To explore the effect of JPX knockdown or overexpression on ESCC cell function, we testified the JPX role in ESCC cell proliferation, migration, invasion, and angiogenesis. We found upregulation of JPX promoted ESCC cell proliferation, migration, and invasion in vitro and tumor growth in vivo. Downregulation of JPX led to cell cycle arrest in G1 phase, suggested that JPX may promote ESCC growth by facilitating cell cycle. Moreover, downregulation of JPX decreased EMT-related markers, including Fibronectin, N-cadherin, and Vimentin, whereas overexpression of JPX reversed their expression in ESCC cells, suggested that JPX promote EMT progression in ESCC cells. In line with these results, Pan J et al. demonstrated that JPX/miR-33a-5p/Twist1 axis activated EMT pathway, which correlated the invasion and metastasis of lung cancer [18]. In addition, overexpression of JPX stimulated angiogenesis activity of HUVECs in ESCC conditioned medium, indicated that JPX promote cell angiogenesis in vitro.
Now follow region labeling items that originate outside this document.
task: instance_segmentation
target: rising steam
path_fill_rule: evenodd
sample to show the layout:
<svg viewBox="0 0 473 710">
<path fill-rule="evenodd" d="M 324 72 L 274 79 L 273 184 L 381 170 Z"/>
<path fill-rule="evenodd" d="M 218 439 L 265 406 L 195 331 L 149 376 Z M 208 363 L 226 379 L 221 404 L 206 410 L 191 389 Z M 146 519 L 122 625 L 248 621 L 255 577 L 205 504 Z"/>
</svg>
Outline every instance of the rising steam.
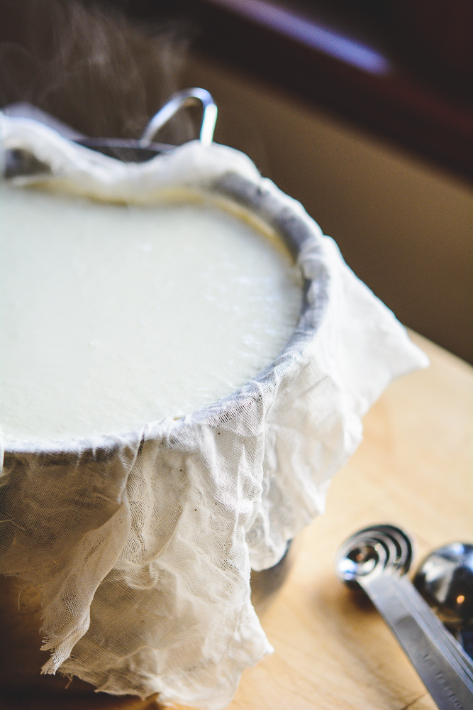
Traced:
<svg viewBox="0 0 473 710">
<path fill-rule="evenodd" d="M 0 106 L 28 102 L 89 136 L 139 136 L 179 88 L 183 27 L 69 0 L 1 0 Z M 165 139 L 191 135 L 185 117 Z"/>
</svg>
A number of studies have proposed that lncRNAs functioned as ceRNAs to affect tumor occurrence and development by regulating the corresponding gene expression through miRNA mediated pathway [33,34]. LncRNAs can sponge miRNAs by the same miRNA response elements (MREs), thereby regulating the target genes and ultimately affecting tumor progression [35]. Thus, we analyzed the tentative miRNAs by the RegRNA, miRDB, and RNA22 target prediction programs. Ten overlapped miRNAs were identified as the potential targets of JPX and miR-516b-5p was a direct target confirmed by RIP and luciferase reporter assays. On the other hand, miR-516b-5p was lowly expressed in ESCC patients, further demonstrated that miR-516b-5p might be negatively associated with JPX in ESCC. Interestingly, overexpression of miR-516b-5p suppressed cell proliferation, invasion, migration, and angiogenesis, whereas overexpression of miR-516b-5p and JPX abolished JPX-enhanced cell proliferation, migration, and angiogenesis in vitro. These findings revealed that downregulation of miR-516b-5p was also involved in the occurrence and progression of ESCC, suggested that miR-516b-5p can be used as an indicator for the diagnosis and therapeutic target of ESCC. In addition, VEGFA, a target of miR-516b-5p, was found to be coordinately highly expressed with JPX in ESCC cells. Previous studies have found that VEGFA was upregulated in various cancers, including non-small cell lung cancer, colorectal cancer, glioma, and breast cancer [36,37,38,39]. More importantly, upregulated expression of VEGFA was correlated with the progression of ESCC [27], indicated that VEGFA act as an oncogene in ESCC. In the present study, we demonstrated that VEGFA levels were highly expressed in ESCC tissues and downregulation of VEGFA could inhibit cell proliferation, migration, and invasion in ESCC cells. Moreover, JPX enhanced VEGFA protein expression, whereas cotransfection of JPX and miR-516b-5p suppressed JPX-increased VEGFA protein expression in ESCC cells, indicated that JPX upregulate VEGFA expression via sponging miR-516b-5p. These findings indicated that JPX play an oncogenic role via its interaction with miR-516b-5p/VEGFA pathway.

5. Conclusions

In summary, our results demonstrated that the JPX/miR-516b-5p/VEGFA axis may act as a new ceRNA regulatory network, participating in the angiogenesis and EMT pathway, thereby facilitating the progression of ESCC. These findings suggested that JPX and miR-516b-5p may serve as the potential therapeutic target and the novel biomarkers for the treatment and diagnosis of ESCC.